這時,林雨的聲音明顯變得有些低沉了起來。
“雖然父親把我和媽媽都接進了林家並給了我們名分,但林家人很多,而且絕大多數人都對父親那種行爲感到厭惡和反感乃至是不恥,但他們不敢把這些情緒在父親面前表現出來,所以,就把憎恨的目標轉移到了我和我媽媽身上。”
“絕大多數林家人都經常罵我媽媽是個不知廉恥的女人,不止罵她,甚至還要欺負她打她完完全全地把她當成下人那樣呼來喚去的。”
“甚至,我五歲那年,我親眼看見,林家裏面一個雖然六十多歲但卻身子硬朗的老管家,在院子裏面把我媽媽撲倒在地扒光了衣服用盡各種手段來玷污她。”
“後來,我就經常都會發現,林家裏面那些男人,管家也好,傭人也罷,甚至是我父親的兄弟或叔叔乃至我父親的侄子,他們全都隔三差五就闖進我媽媽的房間,每一個人進去後我都能聽見我媽媽無助絕望的哭喊聲,每一個人出來時我都看見他們衣冠不整的樣子。

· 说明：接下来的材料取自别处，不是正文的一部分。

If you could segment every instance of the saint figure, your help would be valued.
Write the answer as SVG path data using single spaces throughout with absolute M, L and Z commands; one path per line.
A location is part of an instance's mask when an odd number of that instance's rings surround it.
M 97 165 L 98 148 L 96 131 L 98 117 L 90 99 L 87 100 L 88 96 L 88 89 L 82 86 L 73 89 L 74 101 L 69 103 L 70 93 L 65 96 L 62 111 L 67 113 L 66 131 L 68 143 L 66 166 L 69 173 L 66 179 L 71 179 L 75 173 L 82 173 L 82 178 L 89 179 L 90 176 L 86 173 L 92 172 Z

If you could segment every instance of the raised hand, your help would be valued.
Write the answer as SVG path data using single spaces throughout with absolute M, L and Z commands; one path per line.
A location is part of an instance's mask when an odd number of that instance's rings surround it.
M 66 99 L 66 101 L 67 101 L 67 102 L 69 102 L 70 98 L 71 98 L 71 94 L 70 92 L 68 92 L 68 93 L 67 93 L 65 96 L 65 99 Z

那時候我還小,根本不知道到底發生了什麼,所以我就經常問媽媽,可媽媽只是哭着搖頭,搖頭過後卻又讓我絕對不能告訴我父親。”
“而與此同時,我這個林家人眼中的野種也經常遭受着同齡人甚至是大人們的欺負。而每當我受欺負的時候,幾乎都是姐姐林韻來幫我。對了,你知道我姐在林家的身份嗎?”